Our conclusion? For source #1, a much greater percentage of the calls were from existing customers reporting a problem and much less important to a marketer held accountable for new customer sign-ups.


The Magic Word for Payment?
My favorite part of Call Mining is building topics of conversation to understand about a set of calls. Call Mining provides suggestions on topics to build, based on the set of calls and what we know generally about conversations, and each time I use the feature I discover something new.


For example, many phrases can indicate the potential of a purchase over the phone. “Credit card” and “American Express” are two good examples.
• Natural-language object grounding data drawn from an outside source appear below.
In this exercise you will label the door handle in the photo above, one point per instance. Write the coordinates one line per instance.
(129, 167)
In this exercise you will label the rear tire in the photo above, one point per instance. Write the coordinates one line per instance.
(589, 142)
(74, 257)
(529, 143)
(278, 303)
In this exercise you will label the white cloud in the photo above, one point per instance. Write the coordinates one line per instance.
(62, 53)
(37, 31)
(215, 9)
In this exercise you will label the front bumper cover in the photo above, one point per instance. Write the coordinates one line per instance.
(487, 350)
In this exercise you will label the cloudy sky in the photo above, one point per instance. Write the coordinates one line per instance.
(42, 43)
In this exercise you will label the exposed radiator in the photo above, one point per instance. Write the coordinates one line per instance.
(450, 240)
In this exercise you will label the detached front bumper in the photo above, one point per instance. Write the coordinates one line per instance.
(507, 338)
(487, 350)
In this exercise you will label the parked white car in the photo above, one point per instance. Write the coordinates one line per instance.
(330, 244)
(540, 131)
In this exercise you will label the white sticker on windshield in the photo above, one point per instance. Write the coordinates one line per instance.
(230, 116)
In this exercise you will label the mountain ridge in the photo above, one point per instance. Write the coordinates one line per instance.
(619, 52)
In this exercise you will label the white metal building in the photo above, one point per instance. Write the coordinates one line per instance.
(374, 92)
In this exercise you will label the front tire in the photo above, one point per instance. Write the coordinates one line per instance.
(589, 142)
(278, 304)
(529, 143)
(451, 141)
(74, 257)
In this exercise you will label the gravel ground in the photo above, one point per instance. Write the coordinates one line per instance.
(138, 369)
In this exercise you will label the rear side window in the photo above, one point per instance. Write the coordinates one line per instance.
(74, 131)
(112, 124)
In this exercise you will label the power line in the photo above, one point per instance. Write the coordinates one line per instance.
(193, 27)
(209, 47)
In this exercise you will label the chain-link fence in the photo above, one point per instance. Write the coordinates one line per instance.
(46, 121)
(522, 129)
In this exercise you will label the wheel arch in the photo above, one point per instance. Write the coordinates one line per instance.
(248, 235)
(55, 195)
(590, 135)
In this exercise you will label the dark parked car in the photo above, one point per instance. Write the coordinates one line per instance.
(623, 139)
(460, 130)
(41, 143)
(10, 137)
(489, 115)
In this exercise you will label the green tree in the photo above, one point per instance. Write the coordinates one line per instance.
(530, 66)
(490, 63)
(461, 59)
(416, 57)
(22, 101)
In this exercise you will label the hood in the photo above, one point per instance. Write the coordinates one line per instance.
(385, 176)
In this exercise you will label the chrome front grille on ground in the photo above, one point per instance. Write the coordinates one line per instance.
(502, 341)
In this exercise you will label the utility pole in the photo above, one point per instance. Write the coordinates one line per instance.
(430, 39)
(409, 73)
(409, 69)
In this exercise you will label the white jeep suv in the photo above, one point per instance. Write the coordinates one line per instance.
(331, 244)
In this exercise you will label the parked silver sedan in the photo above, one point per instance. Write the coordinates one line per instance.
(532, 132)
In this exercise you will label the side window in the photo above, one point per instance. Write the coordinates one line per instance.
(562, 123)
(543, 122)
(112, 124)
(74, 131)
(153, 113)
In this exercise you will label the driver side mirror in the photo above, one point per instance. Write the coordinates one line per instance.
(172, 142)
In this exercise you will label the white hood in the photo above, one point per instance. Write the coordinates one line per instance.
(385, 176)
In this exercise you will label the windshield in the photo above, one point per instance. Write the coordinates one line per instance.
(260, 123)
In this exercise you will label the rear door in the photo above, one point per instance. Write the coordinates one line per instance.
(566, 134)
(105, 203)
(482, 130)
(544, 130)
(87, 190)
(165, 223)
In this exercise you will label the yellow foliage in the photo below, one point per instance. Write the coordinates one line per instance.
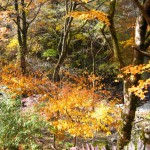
(89, 15)
(75, 109)
(128, 42)
(13, 44)
(131, 72)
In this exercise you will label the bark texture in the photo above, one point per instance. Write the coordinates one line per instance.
(65, 39)
(115, 43)
(130, 100)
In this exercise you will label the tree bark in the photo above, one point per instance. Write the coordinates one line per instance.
(130, 100)
(116, 49)
(65, 40)
(22, 34)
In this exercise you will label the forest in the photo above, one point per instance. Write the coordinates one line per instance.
(74, 74)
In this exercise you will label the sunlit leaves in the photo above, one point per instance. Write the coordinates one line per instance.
(130, 72)
(89, 15)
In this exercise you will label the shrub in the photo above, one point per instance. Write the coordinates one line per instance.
(17, 127)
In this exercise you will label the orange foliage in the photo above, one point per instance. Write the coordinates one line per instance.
(73, 108)
(141, 89)
(89, 15)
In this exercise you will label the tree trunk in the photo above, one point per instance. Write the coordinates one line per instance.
(22, 34)
(116, 49)
(130, 100)
(65, 41)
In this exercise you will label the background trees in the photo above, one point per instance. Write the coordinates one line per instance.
(82, 45)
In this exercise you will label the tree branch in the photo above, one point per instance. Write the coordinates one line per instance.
(141, 8)
(146, 54)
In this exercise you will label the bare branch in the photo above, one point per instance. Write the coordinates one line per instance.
(146, 54)
(141, 8)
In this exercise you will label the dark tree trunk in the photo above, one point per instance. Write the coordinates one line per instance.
(22, 34)
(130, 100)
(115, 43)
(65, 40)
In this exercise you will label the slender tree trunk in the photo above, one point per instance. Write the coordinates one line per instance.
(65, 40)
(130, 100)
(22, 34)
(116, 49)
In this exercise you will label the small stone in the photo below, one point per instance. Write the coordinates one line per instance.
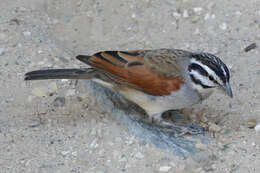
(197, 10)
(74, 153)
(53, 87)
(40, 92)
(27, 33)
(14, 22)
(197, 31)
(251, 123)
(201, 146)
(64, 153)
(3, 36)
(35, 124)
(214, 127)
(207, 16)
(250, 47)
(257, 128)
(94, 144)
(164, 168)
(2, 51)
(139, 155)
(64, 80)
(185, 14)
(176, 15)
(223, 26)
(59, 102)
(70, 93)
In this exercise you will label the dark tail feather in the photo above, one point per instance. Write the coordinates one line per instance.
(84, 58)
(86, 73)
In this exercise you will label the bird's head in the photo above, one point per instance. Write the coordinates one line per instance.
(207, 72)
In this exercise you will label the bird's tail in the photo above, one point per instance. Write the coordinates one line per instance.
(86, 73)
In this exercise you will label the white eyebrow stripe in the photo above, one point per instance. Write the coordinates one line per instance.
(203, 79)
(210, 71)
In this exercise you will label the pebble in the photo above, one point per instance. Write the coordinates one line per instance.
(223, 26)
(64, 153)
(201, 146)
(197, 10)
(164, 168)
(59, 102)
(70, 93)
(139, 155)
(39, 92)
(94, 144)
(185, 14)
(35, 124)
(207, 16)
(2, 50)
(53, 87)
(3, 36)
(27, 33)
(214, 128)
(251, 123)
(257, 128)
(176, 15)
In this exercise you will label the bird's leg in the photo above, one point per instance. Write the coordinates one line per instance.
(176, 128)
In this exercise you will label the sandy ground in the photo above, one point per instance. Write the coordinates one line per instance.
(50, 126)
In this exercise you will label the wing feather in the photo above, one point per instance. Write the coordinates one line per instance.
(152, 71)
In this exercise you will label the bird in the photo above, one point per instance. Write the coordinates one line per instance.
(157, 80)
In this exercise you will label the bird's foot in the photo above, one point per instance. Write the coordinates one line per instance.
(176, 127)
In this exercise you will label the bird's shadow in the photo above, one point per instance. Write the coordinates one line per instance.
(125, 112)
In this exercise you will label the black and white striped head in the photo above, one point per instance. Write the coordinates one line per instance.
(208, 71)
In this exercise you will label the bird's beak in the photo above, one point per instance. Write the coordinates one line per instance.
(228, 89)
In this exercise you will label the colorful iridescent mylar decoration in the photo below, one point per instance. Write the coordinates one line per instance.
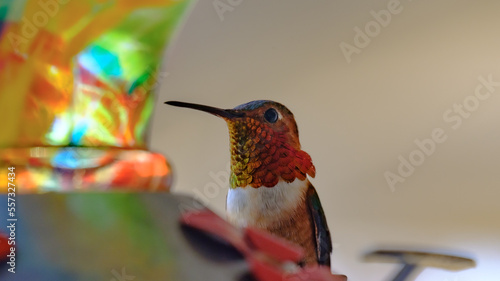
(77, 79)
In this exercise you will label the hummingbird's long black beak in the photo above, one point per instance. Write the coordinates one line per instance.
(224, 113)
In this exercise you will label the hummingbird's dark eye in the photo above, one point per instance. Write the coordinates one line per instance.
(271, 115)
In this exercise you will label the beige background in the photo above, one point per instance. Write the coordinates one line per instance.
(355, 118)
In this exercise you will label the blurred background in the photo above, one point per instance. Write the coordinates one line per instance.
(364, 89)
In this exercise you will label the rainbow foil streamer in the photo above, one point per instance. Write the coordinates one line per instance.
(77, 79)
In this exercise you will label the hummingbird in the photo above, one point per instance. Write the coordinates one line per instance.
(269, 185)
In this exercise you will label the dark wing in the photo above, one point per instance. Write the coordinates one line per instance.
(322, 233)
If you’re evaluating car rentals or reservations at your B&B, “confirmation number” is an important phrase to look for.


In most cases, though, there is one word that I’ve found that is a virtual lock to indicate a telephone purchase. The word is “expiration”. In almost every conversation where someone discusses a credit card purchase, the agent asks the caller for the expiration date on his or her card. There is almost no other term or expression that refers to expiration, and there is almost no other context where people frequently use the term expiration in a conversation.


Further Insights.
In the process of building our Call Mining technology, I’ve arrived at the conclusion that conversations between your business and your customer provide the richest and deepest clues into your business, and I expect to be following up with further insights as more customers begin to extract the qualitative conversion data they are looking for. If phone calls are an important part of your business, and you’d like to know more about how your customers are interacting on the phone, please reach out to me at johnb(at)marchex(dot)com.

Comments

Jeremy - Index Web Marketing
Feb 17, 2011
11:53 am

Thanks for sharing these insights John. Could you refer me to more studies on call tracking and call mining? Thanks for your help!